Oriental Morning Post reported on November 25 of a seven-year-old boy in Quzhou, Zhejiang Province, who had to attend seven “interest” classes within a space of 14 hours every weekends, at a cost of over 20,000 yuan (US$2,940) for one semester. “Since everyone else is running, you cannot well stand still, can you?” The boy’s mother justified herself to the Post. These classes range from soccer, go (a kind of chess), painting, calisthenics, music, to rhetoric — training meant to improve the child’s public speaking skills.

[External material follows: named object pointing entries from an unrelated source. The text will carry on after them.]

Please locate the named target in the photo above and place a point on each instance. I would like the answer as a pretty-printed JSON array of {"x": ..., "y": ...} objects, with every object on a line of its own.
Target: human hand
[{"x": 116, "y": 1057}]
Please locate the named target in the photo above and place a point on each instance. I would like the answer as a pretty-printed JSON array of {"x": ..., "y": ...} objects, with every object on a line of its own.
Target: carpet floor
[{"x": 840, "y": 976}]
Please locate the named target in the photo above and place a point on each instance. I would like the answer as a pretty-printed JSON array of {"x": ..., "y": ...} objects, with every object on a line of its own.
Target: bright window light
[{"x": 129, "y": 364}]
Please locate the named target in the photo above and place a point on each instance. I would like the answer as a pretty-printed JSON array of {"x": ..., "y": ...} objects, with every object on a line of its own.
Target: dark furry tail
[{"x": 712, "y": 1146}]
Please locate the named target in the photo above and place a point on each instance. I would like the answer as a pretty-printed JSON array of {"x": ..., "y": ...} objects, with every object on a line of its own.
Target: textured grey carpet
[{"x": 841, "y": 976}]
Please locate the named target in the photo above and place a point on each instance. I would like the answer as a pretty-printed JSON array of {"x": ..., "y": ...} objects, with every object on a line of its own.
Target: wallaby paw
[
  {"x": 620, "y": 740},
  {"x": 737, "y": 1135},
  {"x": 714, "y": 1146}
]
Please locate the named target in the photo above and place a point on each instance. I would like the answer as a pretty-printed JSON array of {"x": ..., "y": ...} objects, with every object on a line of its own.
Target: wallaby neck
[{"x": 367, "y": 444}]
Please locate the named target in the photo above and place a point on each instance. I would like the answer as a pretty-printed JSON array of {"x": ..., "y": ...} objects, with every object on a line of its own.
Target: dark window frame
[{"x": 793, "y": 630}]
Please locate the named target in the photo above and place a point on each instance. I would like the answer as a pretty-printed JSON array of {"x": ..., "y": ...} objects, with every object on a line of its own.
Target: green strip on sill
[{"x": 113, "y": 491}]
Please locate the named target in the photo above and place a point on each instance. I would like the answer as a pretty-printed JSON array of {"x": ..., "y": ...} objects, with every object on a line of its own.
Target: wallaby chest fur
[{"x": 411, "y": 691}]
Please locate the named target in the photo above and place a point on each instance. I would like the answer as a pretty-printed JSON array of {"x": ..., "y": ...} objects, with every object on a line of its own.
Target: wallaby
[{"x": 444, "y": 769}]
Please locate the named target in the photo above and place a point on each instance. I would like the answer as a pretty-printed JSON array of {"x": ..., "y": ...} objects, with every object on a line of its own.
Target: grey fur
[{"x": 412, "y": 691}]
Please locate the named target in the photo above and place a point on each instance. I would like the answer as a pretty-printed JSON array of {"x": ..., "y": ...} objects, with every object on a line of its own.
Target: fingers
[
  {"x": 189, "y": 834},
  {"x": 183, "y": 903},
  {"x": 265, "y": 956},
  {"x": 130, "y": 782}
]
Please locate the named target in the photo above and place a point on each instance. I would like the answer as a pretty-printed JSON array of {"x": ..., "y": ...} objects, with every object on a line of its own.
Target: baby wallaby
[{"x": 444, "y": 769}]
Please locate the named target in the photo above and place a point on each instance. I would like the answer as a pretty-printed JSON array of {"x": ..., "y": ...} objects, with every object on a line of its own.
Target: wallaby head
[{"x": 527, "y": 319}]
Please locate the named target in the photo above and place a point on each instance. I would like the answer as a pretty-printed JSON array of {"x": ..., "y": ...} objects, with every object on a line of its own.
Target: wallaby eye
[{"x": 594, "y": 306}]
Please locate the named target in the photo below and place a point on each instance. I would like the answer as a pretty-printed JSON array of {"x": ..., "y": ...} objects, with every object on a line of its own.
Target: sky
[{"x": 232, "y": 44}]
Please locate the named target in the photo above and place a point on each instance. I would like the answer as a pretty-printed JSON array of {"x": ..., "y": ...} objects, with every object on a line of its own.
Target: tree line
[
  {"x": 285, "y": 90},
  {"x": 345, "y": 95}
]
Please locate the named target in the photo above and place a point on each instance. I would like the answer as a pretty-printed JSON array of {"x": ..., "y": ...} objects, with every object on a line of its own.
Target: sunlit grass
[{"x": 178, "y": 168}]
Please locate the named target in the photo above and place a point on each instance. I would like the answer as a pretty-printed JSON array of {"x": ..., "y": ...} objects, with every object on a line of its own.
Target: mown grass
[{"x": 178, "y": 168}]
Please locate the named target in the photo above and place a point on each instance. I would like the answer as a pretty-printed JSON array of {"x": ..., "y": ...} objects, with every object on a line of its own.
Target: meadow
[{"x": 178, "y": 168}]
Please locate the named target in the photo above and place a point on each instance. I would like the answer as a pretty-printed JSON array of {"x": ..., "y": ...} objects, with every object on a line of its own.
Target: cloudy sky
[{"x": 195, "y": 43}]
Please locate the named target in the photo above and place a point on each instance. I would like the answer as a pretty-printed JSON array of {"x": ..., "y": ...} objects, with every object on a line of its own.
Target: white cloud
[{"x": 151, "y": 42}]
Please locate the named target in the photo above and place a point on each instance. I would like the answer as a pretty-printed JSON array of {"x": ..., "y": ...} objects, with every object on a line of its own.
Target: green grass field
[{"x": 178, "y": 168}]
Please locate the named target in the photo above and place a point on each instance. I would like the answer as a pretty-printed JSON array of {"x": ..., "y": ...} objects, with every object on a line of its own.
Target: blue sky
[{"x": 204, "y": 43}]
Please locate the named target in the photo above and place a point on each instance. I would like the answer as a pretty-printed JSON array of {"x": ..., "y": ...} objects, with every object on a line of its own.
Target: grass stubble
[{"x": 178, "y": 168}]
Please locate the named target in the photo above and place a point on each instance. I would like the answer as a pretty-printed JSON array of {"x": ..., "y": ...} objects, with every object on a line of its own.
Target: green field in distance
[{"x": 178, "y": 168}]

Brick-and-mortar stores are shutting down, Huaihai Lu is renovating, but “educational facilities” are cropping up everywhere, taking up prime locations, expanding, thriving. Businessmen are clearly aware of the amount of money to be made by fueling and tapping into the pervading parental fear and anxiety about giving their children a “head-start.”

When I was young, I was told that study provided one way to contest the circumstances of one’s birth. That’s probably true, but at that time private tutorials and “head-starts” were unheard of. When study performance becomes hinged on private tutorials, it is more about money, about prenatal reincarnation into distinct socio-economic classes.

But I find more deplorable the sheer waste of human life — of childhood years that could be better spent shouting in the play ground, in standing and staring, in fighting each other on the streets, or in reading books of one’s own choice.